Participants at the Salisbury Centre were joined by other guests on Zoom as the JSC team facilitated equal participation of both groups to provide a truly hybrid occasion. But not all things can be recreated digitally – the refreshments on offer at the event were hard to beat!
Hilary Rifkind, Chair of Edinburgh Hebrew Congregation, who attended the training session live and the EJCC event remotely, remarked “It felt quite intimate and probably no different from being in the room.
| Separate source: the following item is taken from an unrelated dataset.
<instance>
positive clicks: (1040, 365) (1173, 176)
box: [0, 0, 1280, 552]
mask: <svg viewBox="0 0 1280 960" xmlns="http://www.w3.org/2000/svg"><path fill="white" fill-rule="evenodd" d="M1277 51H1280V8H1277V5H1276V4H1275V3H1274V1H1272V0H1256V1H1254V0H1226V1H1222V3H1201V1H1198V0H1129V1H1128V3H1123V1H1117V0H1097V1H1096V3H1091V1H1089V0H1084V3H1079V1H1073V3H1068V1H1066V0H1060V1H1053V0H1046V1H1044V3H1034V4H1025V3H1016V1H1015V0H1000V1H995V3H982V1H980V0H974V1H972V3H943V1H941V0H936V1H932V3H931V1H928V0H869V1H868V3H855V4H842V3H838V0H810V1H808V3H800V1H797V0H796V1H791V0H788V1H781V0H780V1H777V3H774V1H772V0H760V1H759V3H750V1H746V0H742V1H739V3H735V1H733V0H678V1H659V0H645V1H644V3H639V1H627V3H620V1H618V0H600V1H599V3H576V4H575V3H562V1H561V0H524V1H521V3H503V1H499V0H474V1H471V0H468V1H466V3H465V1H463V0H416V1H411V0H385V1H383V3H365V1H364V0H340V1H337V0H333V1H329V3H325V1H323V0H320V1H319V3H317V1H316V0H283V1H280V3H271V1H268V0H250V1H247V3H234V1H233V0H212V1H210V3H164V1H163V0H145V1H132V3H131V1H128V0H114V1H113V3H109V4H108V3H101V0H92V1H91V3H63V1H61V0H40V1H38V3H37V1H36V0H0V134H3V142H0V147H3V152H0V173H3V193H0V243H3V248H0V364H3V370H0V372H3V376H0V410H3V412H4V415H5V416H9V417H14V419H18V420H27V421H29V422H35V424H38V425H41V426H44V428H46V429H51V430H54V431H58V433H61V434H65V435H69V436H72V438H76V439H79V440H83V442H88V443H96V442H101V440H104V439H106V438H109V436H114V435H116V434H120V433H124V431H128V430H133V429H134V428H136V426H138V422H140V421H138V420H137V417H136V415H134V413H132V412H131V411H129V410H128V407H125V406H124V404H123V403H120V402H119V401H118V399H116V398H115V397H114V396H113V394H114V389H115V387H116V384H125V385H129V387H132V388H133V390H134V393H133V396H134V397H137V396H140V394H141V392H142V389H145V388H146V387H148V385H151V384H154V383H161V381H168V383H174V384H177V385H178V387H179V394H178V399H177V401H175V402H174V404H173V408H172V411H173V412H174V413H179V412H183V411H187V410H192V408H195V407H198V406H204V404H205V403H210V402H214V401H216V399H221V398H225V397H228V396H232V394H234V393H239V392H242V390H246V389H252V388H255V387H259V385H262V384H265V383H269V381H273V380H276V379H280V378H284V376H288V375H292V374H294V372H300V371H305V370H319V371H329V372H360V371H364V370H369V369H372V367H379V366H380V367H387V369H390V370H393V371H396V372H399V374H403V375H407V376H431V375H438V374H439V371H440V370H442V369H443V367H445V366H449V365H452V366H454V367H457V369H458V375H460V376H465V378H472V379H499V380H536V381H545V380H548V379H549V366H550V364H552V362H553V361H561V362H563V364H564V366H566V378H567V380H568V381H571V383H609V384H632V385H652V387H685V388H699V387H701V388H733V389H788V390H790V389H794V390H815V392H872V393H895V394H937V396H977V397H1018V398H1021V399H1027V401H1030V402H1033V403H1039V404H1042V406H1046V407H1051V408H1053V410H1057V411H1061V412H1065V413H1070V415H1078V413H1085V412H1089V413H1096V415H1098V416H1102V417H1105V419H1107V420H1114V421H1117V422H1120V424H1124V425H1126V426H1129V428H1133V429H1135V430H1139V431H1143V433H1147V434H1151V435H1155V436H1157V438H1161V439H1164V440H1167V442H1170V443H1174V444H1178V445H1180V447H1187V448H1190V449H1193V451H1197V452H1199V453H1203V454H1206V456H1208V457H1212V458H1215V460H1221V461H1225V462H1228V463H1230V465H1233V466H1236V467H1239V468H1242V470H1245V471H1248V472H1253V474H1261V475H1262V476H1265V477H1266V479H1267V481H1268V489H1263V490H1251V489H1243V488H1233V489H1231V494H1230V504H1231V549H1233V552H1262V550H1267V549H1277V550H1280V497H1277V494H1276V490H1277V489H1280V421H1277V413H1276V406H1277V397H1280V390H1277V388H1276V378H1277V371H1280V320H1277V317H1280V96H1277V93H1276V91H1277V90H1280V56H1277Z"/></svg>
And when someone asked a question from the [live] audience that was fine.” The JSC team will learn from this experience for future events and aim to build continuously on past performance, but the measure of success of the project will be determined by similar sentiments by remote audience participants.
A few days later, Jewish Scotland Connected facilitated another hybrid event, this time the launch of a new book by former SCoJeC Chair Kenneth Collins. Zev's Children – an International Jewish Family follows the descendents of Kenneth's five-times-great great-grandfather from the Ukraine in 1740 to present day Moscow, Buenos Aires, Boston, Jerusalem, and, of course, Glasgow.
Some 50 people from around Scotland and many other parts of the world participated remotely alongside those present at the Archives Centre, and Archives trustee Fiona Brodie commented, "I worked with Adam and Sami from the Project's tech team, for several hours ahead of the event, and we made use of some of the new equipment purchased by the Project. As well as those present on the evening, 44 devices were logged in, and the event was also recorded and uploaded to YouTube channel for others to view later. The event was an opportunity for the Project team to learn about technological issues and how to ensure the best positioning of equipment and the audience in the room, and thanks are due to the Project for an excellent start."